Telemetry
Real-time metrics collection and export for HDDS monitoring.
Overview
HDDS includes a telemetry system for observability:
- Thread-safe metrics - Atomic counters, latency histograms
- HDMX binary format - Compact wire protocol for streaming
- Live TCP streaming - Push metrics to monitoring tools at 10 Hz
- Admin API integration - Metrics snapshots via Admin API
Architecture
┌─────────────────────────────────────────────────────────────┐
│ HDDS Application │
│ │
│ ┌────────────────────────────────────────────────────────┐ │
│ │ MetricsCollector │ │
│ │ ┌─────────────────┐ ┌──────────────────────────────┐ │ │
│ │ │ Atomic Counters │ │ Latency Histogram │ │ │
│ │ │ - messages_sent │ │ - ring buffer (10k samples) │ │ │
│ │ │ - messages_recv │ │ - p50, p99, p999 percentiles │ │ │
│ │ │ - bytes_sent │ └──────────────────────────────┘ │ │
│ │ │ - would_block │ │ │
│ │ └─────────────────┘ │ │
│ └────────────────────────────────────────────────────────┘ │
│ │ │
│ ▼ │
│ ┌────────────────────────────────────────────────────────┐ │
│ │ Exporter │ │
│ │ TCP Server (port 4242) ──► HDMX binary frames @ 10 Hz │ │
│ └────────────────────────────────────────────────────────┘ │
│ │ │
└──────────────────────────────┼───────────────────────────────┘
▼
┌───────────────────┐
│ HDDS Viewer │
│ (monitoring) │
└───────────────────┘
Quick Start
use hdds::telemetry::{init_metrics, init_exporter, get_metrics};
fn main() {
// Initialize global metrics collector
let metrics = init_metrics();
// Start TCP exporter (optional) for live streaming
let exporter = init_exporter("127.0.0.1", 4242).ok();
// Application loop...
loop {
// Record metrics during DDS operations
metrics.increment_sent(1);
metrics.increment_bytes_sent(1024);
// Record latency samples
let start_ns = get_timestamp_ns();
// ... operation ...
let end_ns = get_timestamp_ns();
metrics.add_latency_sample(start_ns, end_ns);
}
}
MetricsCollector API
Initialization
use hdds::telemetry::{init_metrics, get_metrics, get_metrics_opt, MetricsCollector};
// Initialize global metrics (creates singleton)

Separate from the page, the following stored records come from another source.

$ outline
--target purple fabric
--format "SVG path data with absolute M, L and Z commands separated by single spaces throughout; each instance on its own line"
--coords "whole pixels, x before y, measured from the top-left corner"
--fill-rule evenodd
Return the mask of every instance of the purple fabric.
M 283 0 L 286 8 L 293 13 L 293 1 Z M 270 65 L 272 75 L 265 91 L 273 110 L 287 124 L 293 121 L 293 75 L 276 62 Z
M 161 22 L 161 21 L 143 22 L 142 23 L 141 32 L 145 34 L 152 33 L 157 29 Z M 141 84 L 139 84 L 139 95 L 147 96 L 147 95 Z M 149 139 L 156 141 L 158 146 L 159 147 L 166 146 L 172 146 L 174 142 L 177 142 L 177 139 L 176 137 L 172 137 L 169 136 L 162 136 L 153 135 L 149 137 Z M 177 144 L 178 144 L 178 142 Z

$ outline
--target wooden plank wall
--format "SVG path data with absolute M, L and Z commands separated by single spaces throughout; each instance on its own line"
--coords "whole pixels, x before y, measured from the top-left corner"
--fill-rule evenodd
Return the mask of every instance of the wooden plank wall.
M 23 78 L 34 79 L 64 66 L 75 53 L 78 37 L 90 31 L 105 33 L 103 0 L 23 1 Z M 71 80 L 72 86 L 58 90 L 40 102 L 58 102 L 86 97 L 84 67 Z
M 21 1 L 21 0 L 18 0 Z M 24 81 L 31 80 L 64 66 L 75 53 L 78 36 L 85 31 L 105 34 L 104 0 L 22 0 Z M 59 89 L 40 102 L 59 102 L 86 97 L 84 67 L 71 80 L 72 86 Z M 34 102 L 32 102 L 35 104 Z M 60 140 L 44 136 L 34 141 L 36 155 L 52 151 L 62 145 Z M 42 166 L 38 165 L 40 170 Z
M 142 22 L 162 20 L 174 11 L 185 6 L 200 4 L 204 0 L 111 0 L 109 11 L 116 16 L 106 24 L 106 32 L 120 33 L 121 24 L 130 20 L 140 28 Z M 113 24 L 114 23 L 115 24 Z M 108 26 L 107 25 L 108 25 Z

let metrics = init_metrics();
// Get existing collector (creates if not initialized)
let metrics = get_metrics();
// Get existing collector (returns None if not initialized)
if let Some(metrics) = get_metrics_opt() {
// Use metrics
}
// Custom capacity (default: 10,000 latency samples)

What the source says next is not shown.